A 65 ans, ce philosophe de formation n’a rien perdu de sa radicalité, mais se situe plus dans l’humour et les phrases choc, que dans les violents emportements qui furent longtemps sa marque de fabrique. « Je suis plus philosophe que jamais, moins impétueux. La conflictualité a montré ses limites », confie-t-il.

Sans pour autant rien renier: « On peut pas proposer ce que je propose avec une tête de premier communiant qui parle d’une voix flûtée. Des fois, y’a pas le choix, il faut ouvrir les portes à coups de pied ».

– Le Pen, sa bête noire –

La faconde de ce vétéran de la politique, adepte des vestes col Mao, lui vaut de crever l’écran sur Youtube où sa chaîne bat des records d’audience. Ses traits d’esprit sont suivis par plus d’un million d’abonnés sur Twitter.

Sa campagne numérique lui permet de propager ses idées sans passer par le filtre des médias, avec lesquels il entretient des rapports exécrables.

Cet orateur de talent a aussi labouré le terrain à pied, en camionnette, en péniche. Il sait captiver son auditoire sans notes et galvaniser les foules – avec ou sans son désormais célèbre hologramme qui lui permet d’animer plusieurs meetings en simultané.

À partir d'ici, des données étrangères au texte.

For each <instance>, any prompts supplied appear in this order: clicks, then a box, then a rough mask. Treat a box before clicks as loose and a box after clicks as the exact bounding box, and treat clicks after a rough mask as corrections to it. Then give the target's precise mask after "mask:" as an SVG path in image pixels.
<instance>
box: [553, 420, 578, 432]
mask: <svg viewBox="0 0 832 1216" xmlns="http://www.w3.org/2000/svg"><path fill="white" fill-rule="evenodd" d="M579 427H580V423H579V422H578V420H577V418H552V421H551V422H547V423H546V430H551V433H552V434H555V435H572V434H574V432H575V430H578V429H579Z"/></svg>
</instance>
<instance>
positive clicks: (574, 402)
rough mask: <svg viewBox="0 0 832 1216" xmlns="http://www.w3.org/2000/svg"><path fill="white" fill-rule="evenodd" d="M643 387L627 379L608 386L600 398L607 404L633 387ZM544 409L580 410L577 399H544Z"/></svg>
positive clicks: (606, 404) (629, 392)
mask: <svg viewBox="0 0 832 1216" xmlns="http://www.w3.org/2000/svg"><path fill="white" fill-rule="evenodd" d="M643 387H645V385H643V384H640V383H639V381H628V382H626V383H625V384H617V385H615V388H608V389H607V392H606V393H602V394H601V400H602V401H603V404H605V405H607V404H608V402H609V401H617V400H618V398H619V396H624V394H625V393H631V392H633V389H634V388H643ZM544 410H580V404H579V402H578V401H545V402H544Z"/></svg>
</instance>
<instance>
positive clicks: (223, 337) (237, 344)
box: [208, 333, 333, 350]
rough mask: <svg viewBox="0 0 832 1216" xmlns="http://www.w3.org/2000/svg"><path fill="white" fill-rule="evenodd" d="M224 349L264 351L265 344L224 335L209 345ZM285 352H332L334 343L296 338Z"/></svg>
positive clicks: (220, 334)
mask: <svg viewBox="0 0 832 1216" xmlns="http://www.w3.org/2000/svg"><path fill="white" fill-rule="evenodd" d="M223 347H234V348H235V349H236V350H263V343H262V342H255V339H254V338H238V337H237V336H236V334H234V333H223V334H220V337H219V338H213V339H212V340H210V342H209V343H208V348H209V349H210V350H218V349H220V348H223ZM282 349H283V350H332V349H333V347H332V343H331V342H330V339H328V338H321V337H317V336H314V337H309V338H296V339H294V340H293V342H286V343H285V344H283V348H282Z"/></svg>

« Il a inventé le stand-up politique, c’est devenu un showman. Ce style lui permet de ne plus avoir à faire ses saillies trop violentes. Il est dans la pédagogie, analyse un de ses anciens compagnons au PS, l’ex-député Julien Dray.

Né à Tanger au Maroc, passé par le militantisme étudiant, tendance trotskiste, Jean-Luc Mélenchon rejoint le Parti socialiste à 25 ans. Élu de l’Essonne, en banlieue parisienne, il entre au gouvernement entre 2000 et 2002, comme ministre délégué à l’Enseignement supérieur.

A couteaux tirés avec le Parti socialiste et son patron d’alors, François Hollande, il finit par créer son propre mouvement en 2008, le Parti de gauche. Il s’allie avec les communistes et remporte 11,1% des voix au premier tour de l’élection présidentielle de 2012.

Mais il échoue aux législatives dans le nord de la France, alors qu’il défie sur son terrain sa bête noire, la dirigeante de l’extrême droite Marine Le Pen, à qui il dispute l’électorat populaire.

« Le paradoxe de Jean-Luc Mélenchon se noue autour de la notion de peuple. Il essaie de faire coïncider son peuple idéal, celui pour lequel il se bat, les précaires, les chômeurs, les salariés… avec le peuple qui se rend réellement dans ses meetings, plus souvent issu de catégories socioprofessionnelles plus élevées: des employés, des fonctionnaires, des profs », souligne la chercheuse Cécile Alduy.